Elliptic Curve Pairings

$\mathcal{P} \mathfrak{lon}\mathcal{K}$ also uses Elliptic Curve Pairings. If you aren’t familiar with Pairings, here is an introduction to Elliptic Curve Pairings. The MOV attack itself is not relevant to the current post. The same link also contains a brief description of the roots of unity in a finite field which are relevant.
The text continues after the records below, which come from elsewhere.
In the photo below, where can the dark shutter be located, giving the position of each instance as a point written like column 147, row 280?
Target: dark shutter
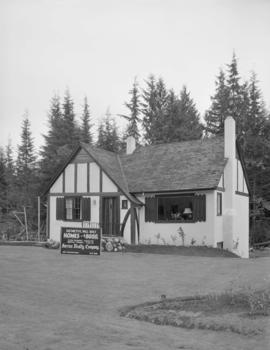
column 86, row 209
column 150, row 209
column 199, row 208
column 60, row 208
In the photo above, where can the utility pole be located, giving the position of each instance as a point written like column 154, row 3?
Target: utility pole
column 38, row 218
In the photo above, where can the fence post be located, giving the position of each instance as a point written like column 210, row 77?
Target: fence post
column 25, row 221
column 38, row 218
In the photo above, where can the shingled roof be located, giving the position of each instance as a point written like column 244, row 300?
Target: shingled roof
column 188, row 165
column 179, row 166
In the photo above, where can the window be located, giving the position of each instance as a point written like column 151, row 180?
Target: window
column 219, row 204
column 175, row 208
column 124, row 204
column 73, row 208
column 178, row 208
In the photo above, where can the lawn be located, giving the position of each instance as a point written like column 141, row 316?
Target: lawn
column 49, row 301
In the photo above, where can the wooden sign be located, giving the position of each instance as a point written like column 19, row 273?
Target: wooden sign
column 80, row 241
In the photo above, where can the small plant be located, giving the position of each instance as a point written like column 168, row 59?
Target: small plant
column 174, row 239
column 236, row 243
column 181, row 234
column 193, row 241
column 157, row 237
column 203, row 241
column 258, row 302
column 163, row 241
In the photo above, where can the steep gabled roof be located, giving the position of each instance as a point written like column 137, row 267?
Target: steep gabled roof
column 111, row 165
column 189, row 165
column 175, row 166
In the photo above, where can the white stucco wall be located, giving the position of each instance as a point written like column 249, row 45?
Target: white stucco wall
column 94, row 173
column 107, row 184
column 57, row 187
column 218, row 220
column 70, row 178
column 122, row 216
column 82, row 177
column 201, row 232
column 241, row 234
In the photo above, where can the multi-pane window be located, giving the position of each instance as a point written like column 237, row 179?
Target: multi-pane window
column 175, row 208
column 73, row 208
column 69, row 208
column 124, row 204
column 178, row 208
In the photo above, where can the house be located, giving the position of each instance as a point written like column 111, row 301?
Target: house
column 150, row 194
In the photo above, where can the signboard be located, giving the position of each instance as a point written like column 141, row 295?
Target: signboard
column 76, row 240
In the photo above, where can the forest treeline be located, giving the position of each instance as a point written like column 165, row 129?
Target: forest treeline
column 154, row 114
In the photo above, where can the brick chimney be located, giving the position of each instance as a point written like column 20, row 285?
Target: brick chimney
column 131, row 144
column 230, row 182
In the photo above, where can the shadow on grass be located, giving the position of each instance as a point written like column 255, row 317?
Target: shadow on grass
column 180, row 250
column 245, row 313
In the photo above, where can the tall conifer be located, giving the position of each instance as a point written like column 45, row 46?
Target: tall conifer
column 133, row 116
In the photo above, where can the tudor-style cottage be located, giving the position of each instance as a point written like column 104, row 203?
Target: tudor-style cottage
column 147, row 194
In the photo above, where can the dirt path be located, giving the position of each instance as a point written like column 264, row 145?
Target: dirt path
column 49, row 301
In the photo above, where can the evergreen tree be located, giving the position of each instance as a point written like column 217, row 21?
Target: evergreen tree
column 215, row 116
column 3, row 181
column 134, row 112
column 26, row 165
column 161, row 108
column 10, row 177
column 149, row 108
column 154, row 104
column 108, row 137
column 70, row 131
column 53, row 141
column 187, row 126
column 86, row 135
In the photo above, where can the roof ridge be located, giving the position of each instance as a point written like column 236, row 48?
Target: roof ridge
column 204, row 139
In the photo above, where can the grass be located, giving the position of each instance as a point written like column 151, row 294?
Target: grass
column 234, row 312
column 180, row 250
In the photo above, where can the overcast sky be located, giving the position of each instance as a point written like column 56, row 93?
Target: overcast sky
column 97, row 47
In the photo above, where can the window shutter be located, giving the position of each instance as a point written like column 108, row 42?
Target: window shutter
column 150, row 209
column 60, row 208
column 86, row 209
column 199, row 208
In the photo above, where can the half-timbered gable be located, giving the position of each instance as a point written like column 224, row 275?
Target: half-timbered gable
column 197, row 189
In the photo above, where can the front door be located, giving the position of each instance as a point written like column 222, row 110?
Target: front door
column 110, row 216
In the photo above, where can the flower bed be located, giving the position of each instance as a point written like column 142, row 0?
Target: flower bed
column 113, row 244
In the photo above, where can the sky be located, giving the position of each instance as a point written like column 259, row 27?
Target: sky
column 96, row 48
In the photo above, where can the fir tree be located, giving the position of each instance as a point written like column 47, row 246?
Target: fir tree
column 10, row 177
column 3, row 181
column 160, row 118
column 188, row 126
column 149, row 108
column 134, row 112
column 26, row 165
column 86, row 135
column 219, row 110
column 108, row 137
column 70, row 131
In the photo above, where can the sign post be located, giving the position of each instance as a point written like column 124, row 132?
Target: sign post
column 77, row 240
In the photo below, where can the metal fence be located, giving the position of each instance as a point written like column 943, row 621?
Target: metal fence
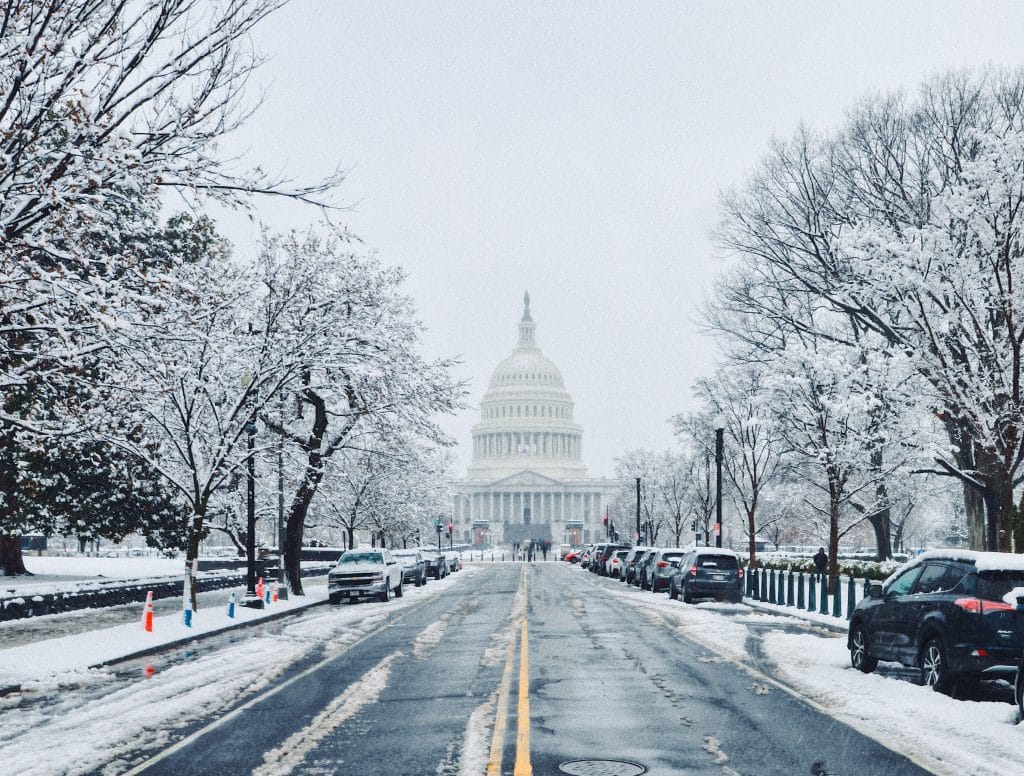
column 810, row 592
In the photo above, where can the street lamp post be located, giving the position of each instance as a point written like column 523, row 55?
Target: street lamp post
column 638, row 510
column 282, row 539
column 719, row 445
column 251, row 600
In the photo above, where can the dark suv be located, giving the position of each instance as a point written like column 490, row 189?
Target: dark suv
column 945, row 613
column 708, row 572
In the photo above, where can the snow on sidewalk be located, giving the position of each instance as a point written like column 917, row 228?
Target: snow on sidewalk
column 77, row 652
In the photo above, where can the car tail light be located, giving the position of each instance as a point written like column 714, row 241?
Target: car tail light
column 980, row 606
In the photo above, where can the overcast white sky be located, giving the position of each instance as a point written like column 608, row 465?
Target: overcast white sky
column 574, row 151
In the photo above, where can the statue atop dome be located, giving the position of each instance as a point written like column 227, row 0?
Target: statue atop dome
column 526, row 326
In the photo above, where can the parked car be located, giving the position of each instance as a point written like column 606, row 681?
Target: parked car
column 414, row 566
column 603, row 555
column 630, row 563
column 708, row 572
column 586, row 556
column 365, row 573
column 436, row 566
column 946, row 613
column 614, row 564
column 659, row 567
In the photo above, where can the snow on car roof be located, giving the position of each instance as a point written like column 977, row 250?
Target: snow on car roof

Polynomial Commitment Schemes

$\mathcal{P} \mathfrak{lon}\mathcal{K}$ uses a polynomial commitment scheme like KZG. You can read about the KZG Polynomial Commitment Scheme here. This link also covers the additional additional batch processing protocols not present in the KZG paper but used in $\mathcal{P} \mathfrak{lon}\mathcal{K}$.

The Schwartz-Zippel Lemma

Let $f$ be a polynomial from $\mathbb F_p[x]$ of degree less than or equal to $d$. Let $p \approx 2^{256}$ & $d \le 2^{40}$. If we test $f$ at a random value $r \in \mathbb F_p$, then the probability that $f(r) = 0$ would be $\frac {d}{p}$ which for these values of $d$ & $p$ would be very, very small. So, if $f(r) = 0$, then with high probability, $f$ is a zero polynomial (i.e., zero at all points). This is a simple test to check if a committed polynomial is a zero polynomial. Open the commitment to the polynomial at a random point & if it opens to zero, then it is a zero polynomial.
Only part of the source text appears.